The phenomenon of ferroelectricity, in which a compound exhibits a spontaneous electric polarization, is generally thought to be incompatible with metallicity. This seems intuitive, since unbound carriers would quickly act to screen any polarization in a metal. In a strange twist, researchers Youguo Shi of the National Institute for Materials Science in Ibaraki, Japan, and co-workers from China, Japan, and the United Kingdom, now report a ferroelectric-like transition in metallic LiOsO3 at 140 K. Their results open the door to an entirely new class of materials and shed light on fundamental electron behavior in ferroelectrics.
Writing in the November issue of Nature Materials (DOI: 10.1038/NMAT3754; p. 1024), the researchers describe structure refinement studies of rhombohedral LiOsO3. Using neutron powder diffraction, they find that this compound forms a LiNbO3-type crystal structure; at room temperature, it can be described by a centrosymmetric R $\overline 3 $ cspace group, which is not compatible with ferroelectricity. However, upon cooling below 140 K, the structure undergoes a phase transition to a noncentrosymmetric R3c space group, which is compatible with ferroelectricity. The researchers confirmed this symmetry change using convergent-beam electron diffraction.
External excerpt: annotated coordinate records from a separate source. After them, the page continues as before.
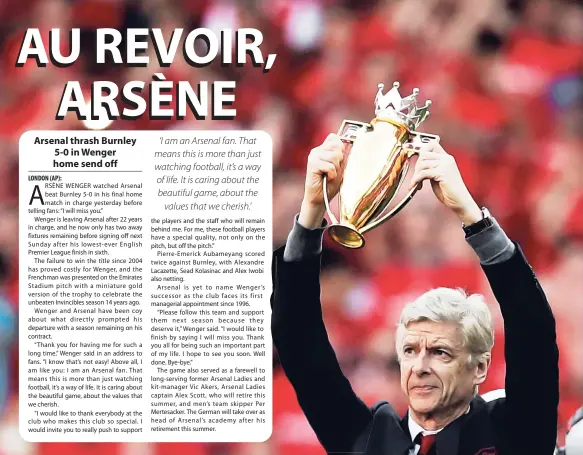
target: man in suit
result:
[272,134,559,455]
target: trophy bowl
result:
[323,82,439,249]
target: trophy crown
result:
[375,82,431,130]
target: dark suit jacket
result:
[271,245,559,455]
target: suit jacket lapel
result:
[366,404,413,455]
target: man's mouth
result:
[411,385,437,393]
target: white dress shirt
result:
[408,413,443,455]
[407,406,470,455]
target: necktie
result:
[418,434,435,455]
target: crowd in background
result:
[0,0,583,455]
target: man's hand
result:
[410,144,482,226]
[298,134,347,229]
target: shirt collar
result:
[407,406,470,441]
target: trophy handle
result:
[322,175,338,224]
[322,120,372,224]
[360,131,440,234]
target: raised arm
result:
[272,135,372,453]
[412,141,559,455]
[482,245,559,455]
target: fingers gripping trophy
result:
[323,82,439,249]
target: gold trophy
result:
[323,82,439,249]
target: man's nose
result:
[413,351,430,375]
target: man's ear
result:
[474,352,492,385]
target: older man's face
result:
[401,321,485,414]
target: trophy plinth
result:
[324,82,439,249]
[328,224,366,249]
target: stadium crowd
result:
[0,0,583,455]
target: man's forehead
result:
[404,323,462,346]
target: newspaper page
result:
[19,131,272,442]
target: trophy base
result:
[328,224,365,249]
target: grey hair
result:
[396,288,494,365]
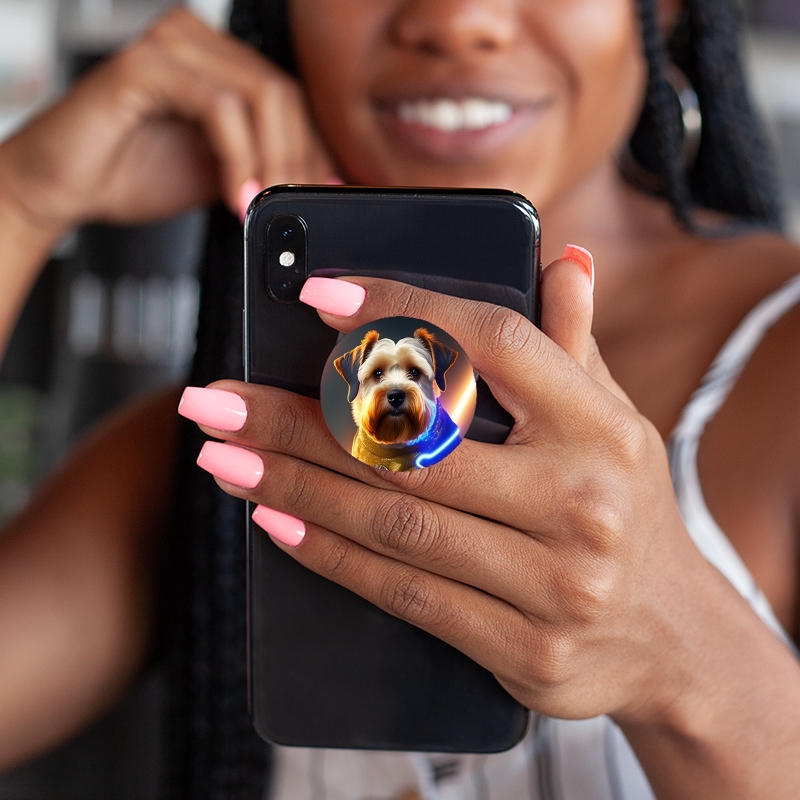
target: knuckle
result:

Interestingly, they find that the material remains a metal through the phase change, and they find no associated change in magnetic behavior across the phase transition. This suggests that the transition to ferroelectric behavior in this compound is driven by a displacive, order-disorder-type transition, rather than collective electron motion. The group said that their study may guide other researchers as they seek to understand high-temperature ferroelectric transitions in related LiNbO3 and LiTaO3 compounds.